Another circumstance which would disqualify petitioner to become a Filipino citizen is his failure to comply with the requirement of the law that an applicant for naturalization must be vouched for by two "credible persons" who must be of good standing in the community, trustworthy, and reliable so that their words may be taken on their face value. In the instant case, the evidence shows that Francisco Arias, one of petitioner's witnesses, was employed by petitioner as his bookkeeper, hence, he could not have testified with such independence of mind as is required of character witnesses, and his declarations regarding the qualifications of petitioner cannot but lead to the conclusion that they are biased, unreliable and untrustworthy. He is not, therefore, qualified to act as insurer of the character of petitioner.

Moreover, We find that the character witnesses of petitioner did not measure to the requirements provided for by law, to be considered as "credible persons." In the case of Ong vs. Republic, L-10642, May 30, 1958, this Court stated that a credible person, for purposes of naturalization cases, is one as having a good standing in the community; known to be honest and upright; reputedly trustworthy, and reliable so that his words may be taken on its face value to serve as warranty of the worthiness of the petitioner. This must be so, because said witnesses are in a way, the insurers of the character of applicant Cu vs. Republic, L-3018, July 18, 1951). ... Witness Tanchoco declared that he came to know the petitioner because said witness was the accountant of the La Campana Factory, the General Fabrikoid Manufacturing Company and the Atlantic Development Company, all of which were managed by the petitioner. ... He could not, therefore, be an insurer of petitioner's worthiness. Witness Tanchoco being an employee of petitioner, his partiality is not far-fetched. (Saw Chen v. Republic, L-20310, April 30, 1965).
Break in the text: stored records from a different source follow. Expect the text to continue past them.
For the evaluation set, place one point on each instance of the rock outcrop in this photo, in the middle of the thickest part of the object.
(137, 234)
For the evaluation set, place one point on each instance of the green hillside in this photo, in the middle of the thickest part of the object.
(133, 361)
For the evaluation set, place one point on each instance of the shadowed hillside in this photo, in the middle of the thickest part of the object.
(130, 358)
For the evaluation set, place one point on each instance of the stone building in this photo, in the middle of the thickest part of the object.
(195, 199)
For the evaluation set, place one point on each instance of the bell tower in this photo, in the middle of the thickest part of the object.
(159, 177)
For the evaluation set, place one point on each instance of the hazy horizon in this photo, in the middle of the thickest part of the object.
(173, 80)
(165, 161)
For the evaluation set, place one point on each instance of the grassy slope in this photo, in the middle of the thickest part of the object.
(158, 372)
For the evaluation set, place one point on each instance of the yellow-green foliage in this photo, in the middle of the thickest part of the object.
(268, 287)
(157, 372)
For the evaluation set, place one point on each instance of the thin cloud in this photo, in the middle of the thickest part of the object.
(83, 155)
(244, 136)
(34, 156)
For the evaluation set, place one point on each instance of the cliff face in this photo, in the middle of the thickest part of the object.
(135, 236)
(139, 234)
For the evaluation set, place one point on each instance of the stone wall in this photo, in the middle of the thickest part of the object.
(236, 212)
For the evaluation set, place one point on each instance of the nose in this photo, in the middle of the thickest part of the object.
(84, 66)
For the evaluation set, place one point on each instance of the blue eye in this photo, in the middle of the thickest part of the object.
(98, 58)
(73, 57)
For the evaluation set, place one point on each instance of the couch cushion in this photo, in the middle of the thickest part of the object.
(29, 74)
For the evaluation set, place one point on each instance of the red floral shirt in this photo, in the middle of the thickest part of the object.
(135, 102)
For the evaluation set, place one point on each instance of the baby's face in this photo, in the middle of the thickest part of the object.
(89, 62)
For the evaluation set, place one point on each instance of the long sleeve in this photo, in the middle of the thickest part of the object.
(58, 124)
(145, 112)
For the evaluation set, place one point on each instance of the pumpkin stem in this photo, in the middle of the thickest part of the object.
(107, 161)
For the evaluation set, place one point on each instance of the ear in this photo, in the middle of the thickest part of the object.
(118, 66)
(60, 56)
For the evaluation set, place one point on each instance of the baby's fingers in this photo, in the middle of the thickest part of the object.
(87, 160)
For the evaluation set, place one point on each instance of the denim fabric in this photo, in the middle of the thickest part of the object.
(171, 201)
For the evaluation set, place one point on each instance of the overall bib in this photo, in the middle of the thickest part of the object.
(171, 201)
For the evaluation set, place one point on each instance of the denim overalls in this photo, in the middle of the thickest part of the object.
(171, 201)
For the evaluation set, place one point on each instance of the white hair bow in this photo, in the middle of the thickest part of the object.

We also note that the other character witness, Cesar Las Piñas, while declaring that he had known the petitioner since 1940 in Cebu City, admitted that he is a certified public accountant and that petitioner is his retainer client. Considering that the question of witness' qualification in a naturalization proceeding is a matter of more than usual importance, since they are in a way insurers of the character of the candidate concerned, we are not prepared to say that this witness possesses the qualifications necessary to satisfy the requirements of the law. (Chan Chen v. Republic, L-13370, October 31, 1960).8

Wherefore, the decision appealed from is reversed, and the petition for naturalization is hereby denied, with costs against petitioner-appellee. It is so ordered.

Concepcion, C.J., Reyes, J.B.L., Barrera, Dizon, Makalintal, Bengzon, J.P., Sanchez and Castro, JJ., concur.

Footnotes

1In the case of Tee v. Republic, L-18009, December 27, 1963, the net incomes of petitioner therein appearing in his income tax returns were made the basis of determining whether or not he had a lucrative trade or profession.

2Keng Giok v. Republic, L-13347, August 21, 1961; Koa Gui v. Republic, L-13717, July 31, 1962; The v. Republic, L-16813, December 27, 1963; Uy Ching v. Republic, L-19582, March 26, 1965; Bok v. Republic, L-19111, June 22, 1965.

3Petitioner has a wife and two children so, at most, his total exemption is P5,000.00.

4Seng v. Republic, L-19575, February 26, 1965; Deetuanka v. Republic, L-12981, January 29, 1960; Tan v. Republic, L-16013, March 20, 1963; Su v. Republic, L-15543, September 29, 1961; Yu Seco v. Republic, L-13441, June 30, 1960.

5See also Sancho v. Republic, L-13429, April 30, 1960.

6"Petitions for naturalization involve the public interest; hence, on appeal, the entire record is open to scrutiny, whether objection is made or not." (Kwan Kwock How v. Republic, L-18521, January 30, 1964). "We can, therefore, inquire in this appeal whether or not applicant is not disqualified for naturalization." (Guan v. Republic, L-15691, March 27, 1961; See also Albano v. Republic, L-10912, October 31, 1958; Liong v. Republic, L-21671, February 28, 1966; Co Im Ty v. Republic L-17919, July 30, 1966.

7See also Sang v. Republic, L-19914, June 23, 1965.

8See also Leoncio Ngo v. Republic, L-18319, May 31, 1963; citing Calvin K. Lo v. Republic, L-15919, may 19, 1961; Chuan v. Republic, L-18550, February 28, 1964; Paul Teh v. Republic, L-19830, September 30, 1964.